Redis has two persistence mechanisms: RDB snapshots (`save` directives) and AOF (`appendonly yes`). RDB is fast to recover but loses data since the last snapshot. AOF logs every write -- with `appendfsync everysec` you lose at most one second. Enable both for production and ensure the data directory is on the PVC mount (`/data`). Use SSD-backed StorageClasses -- AOF write performance depends directly on disk latency.

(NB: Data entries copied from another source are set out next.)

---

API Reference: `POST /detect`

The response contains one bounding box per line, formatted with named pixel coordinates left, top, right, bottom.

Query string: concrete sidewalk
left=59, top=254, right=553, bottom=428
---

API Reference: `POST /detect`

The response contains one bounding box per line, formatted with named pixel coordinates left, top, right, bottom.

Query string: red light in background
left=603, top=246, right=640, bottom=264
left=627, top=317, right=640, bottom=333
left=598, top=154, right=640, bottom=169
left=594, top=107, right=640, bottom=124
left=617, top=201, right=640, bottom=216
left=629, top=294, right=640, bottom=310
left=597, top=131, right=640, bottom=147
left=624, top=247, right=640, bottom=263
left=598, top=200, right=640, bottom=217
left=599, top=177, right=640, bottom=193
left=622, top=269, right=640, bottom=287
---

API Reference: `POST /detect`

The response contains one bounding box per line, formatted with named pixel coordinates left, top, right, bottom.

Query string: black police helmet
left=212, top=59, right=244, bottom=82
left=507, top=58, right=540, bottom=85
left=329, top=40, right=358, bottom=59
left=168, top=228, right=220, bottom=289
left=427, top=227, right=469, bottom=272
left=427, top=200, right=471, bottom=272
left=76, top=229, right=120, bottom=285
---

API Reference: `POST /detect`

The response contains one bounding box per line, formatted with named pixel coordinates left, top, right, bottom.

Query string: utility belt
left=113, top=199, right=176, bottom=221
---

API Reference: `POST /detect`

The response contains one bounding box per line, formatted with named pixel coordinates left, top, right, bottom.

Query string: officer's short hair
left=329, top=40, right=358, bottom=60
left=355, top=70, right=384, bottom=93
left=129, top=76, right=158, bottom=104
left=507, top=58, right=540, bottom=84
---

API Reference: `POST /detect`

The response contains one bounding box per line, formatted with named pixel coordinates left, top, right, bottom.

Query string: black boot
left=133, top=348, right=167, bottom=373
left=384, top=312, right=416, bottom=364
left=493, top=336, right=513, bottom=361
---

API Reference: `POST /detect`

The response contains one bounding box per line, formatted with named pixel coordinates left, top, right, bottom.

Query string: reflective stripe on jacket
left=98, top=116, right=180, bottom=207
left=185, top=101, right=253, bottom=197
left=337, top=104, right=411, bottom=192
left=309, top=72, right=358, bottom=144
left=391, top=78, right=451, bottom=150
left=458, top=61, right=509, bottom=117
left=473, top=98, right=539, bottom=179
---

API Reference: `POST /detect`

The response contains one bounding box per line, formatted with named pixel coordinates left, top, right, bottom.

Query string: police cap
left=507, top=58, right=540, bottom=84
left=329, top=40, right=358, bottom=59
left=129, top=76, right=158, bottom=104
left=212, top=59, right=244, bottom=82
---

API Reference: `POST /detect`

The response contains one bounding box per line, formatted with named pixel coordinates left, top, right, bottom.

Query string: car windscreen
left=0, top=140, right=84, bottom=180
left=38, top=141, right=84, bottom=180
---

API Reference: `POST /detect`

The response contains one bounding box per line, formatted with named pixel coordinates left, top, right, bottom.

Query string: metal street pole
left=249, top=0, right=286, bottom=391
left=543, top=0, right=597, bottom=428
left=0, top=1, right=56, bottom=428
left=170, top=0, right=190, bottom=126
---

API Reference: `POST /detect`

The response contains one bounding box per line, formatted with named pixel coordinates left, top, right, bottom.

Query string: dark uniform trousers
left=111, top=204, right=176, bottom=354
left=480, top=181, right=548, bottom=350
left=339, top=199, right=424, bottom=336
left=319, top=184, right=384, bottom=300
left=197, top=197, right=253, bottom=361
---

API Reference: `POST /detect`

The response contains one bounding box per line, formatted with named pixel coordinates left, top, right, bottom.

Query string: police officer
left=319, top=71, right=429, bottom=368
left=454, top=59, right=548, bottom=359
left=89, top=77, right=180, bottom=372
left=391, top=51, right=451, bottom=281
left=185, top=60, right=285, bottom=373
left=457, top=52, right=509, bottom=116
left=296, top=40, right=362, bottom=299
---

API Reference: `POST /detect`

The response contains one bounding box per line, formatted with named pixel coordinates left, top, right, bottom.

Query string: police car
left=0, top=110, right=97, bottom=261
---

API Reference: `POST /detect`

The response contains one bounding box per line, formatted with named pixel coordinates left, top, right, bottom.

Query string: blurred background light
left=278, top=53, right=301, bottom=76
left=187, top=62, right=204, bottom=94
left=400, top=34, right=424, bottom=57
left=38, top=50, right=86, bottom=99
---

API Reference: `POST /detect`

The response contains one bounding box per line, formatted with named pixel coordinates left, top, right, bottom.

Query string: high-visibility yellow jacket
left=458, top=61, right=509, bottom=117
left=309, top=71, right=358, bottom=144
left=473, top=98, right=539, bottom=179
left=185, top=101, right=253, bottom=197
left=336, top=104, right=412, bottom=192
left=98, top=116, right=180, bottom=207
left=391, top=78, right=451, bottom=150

## Monitoring with redis-cli

```bash
kubectl exec -it deploy/redis -- redis-cli -a your-password
INFO memory       # used_memory_human, maxmemory_human, mem_fragmentation_ratio
INFO persistence  # rdb_last_bgsave_status, aof_last_bgrewrite_status
INFO stats        # instantaneous_ops_per_sec
SLOWLOG GET 10    # slow commands
INFO keyspace     # key counts
```

A `mem_fragmentation_ratio` above 1.5 means Redis is wasting memory, often from many small key deletions. A restart or `MEMORY PURGE` can help.

## Common Issues

**OOM Killed.** Pod killed with exit code 137. Causes: `maxmemory` not set, set too close to the container limit, or a background save fork doubling memory. Fix: set `maxmemory` to 60-75% of the container memory limit.

**AOF rewrite blocking.** Large AOF rewrites can block the main process on slow disks. Symptoms: latency spikes, client timeouts. Mitigate with SSD StorageClasses and tuning `auto-aof-rewrite-percentage`.

**Slow commands.** Redis is single-threaded. A `KEYS *` on a large database blocks everything. Use `SCAN` instead and consider `rename-command KEYS ""` in production.

**Replica sync failures after restart.** When a replica reconnects and the replication backlog has been overwritten, it falls back to a full sync, dumping the entire dataset. Increase `repl-backlog-size` if replicas frequently disconnect.

**CrashLoopBackOff from data corruption.** If the AOF file is corrupted, Redis refuses to start. Fix with `redis-check-aof --fix /data/appendonlydir/appendonly.aof.1.incr.aof` from a debug container.